C. Approval by the stockholders of the Company of a reorganization, merger, or consolidation, in each case, with respect to which all or substantially all the individuals and entities who were the respective beneficial owners of the common stock and voting securities of the Company immediately prior to such reorganization, merger, or consolidation do not, following such reorganization, merger, or consolidation, beneficially own, directly or indirectly, more than fifty percent (50%) of, respectively, the then outstanding shares of common stock and the combined voting power of the then outstanding voting securities entitled to vote generally in the election of directors, as the case may be, of the corporation resulting from such reorganization, merger, or consolidation, or a complete liquidation or dissolution of the Company or of the sale or other disposition of all or substantially all of the assets of the Company.

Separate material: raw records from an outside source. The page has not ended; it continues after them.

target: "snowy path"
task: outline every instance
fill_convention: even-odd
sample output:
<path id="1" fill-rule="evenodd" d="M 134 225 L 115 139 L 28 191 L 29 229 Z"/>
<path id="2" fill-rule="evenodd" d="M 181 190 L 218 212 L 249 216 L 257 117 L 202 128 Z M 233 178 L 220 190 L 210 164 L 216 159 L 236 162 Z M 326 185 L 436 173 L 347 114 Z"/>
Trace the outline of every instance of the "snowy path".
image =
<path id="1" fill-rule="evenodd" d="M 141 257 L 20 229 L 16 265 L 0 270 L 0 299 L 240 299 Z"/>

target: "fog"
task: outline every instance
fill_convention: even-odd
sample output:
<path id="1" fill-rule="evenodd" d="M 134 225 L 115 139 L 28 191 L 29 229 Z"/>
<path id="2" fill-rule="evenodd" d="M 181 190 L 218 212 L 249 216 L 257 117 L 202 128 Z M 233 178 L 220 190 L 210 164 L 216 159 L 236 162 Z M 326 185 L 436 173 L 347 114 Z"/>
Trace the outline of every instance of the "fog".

  • Termination at the Employer's Option. Notwithstanding any other provision of this Plan, the Employer may terminate this Plan at any time if the Committee, in its sole and absolute discretion, determines that any change in federal or state law, or judicial or administrative interpretation thereof, has materially affected the Employer's cost of providing the benefits otherwise payable under this Plan, or for any other reason whatsoever. Upon such termination, the sole amount payable to participant shall be a lump-sum payment, as soon as practicable after such termination, of the accumulated value of the deferral amount. For purposes of this Paragraph 21, the rate to be credited in the calculation of the accumulated value of the deferral amount shall be thirteen percent (13 %).

 

  • Successors; Change of Control. The terms and conditions of this Plan and Deferral Election shall inure to the benefit of and bind Walgreen Co., the participant, his successors, assigns, and personal representatives. If substantially all of the assets of the Employer are acquired by another corporation or entity or if the Employer is merged into, or consolidated with, another corporation or entity, then the obligations created hereunder shall be obligations of the successor corporations or entity. Further, if the employment of participant were to be terminated during a period of five (5) years following a Change of Control for reasons other than dishonest conduct, such termination shall be treated as retirement by participant after a period of continuous employment from January 1, 2002, for all purposes of this Plan except to the extent that such treatment would result in any payment made under this Plan being nondeductible by the Employer for federal income tax purposes by reason of Section 280G of the Internal Revenue Code of 1986, as amended. A payment shall only be deemed to be nondeductible for purposes of this Section 22 if the Employer provides the participant with an opinion of counsel reasonably acceptable to the participant to that effect.

  • Controlling Law. The Plan shall be construed in accordance with the laws of the state of Illinois.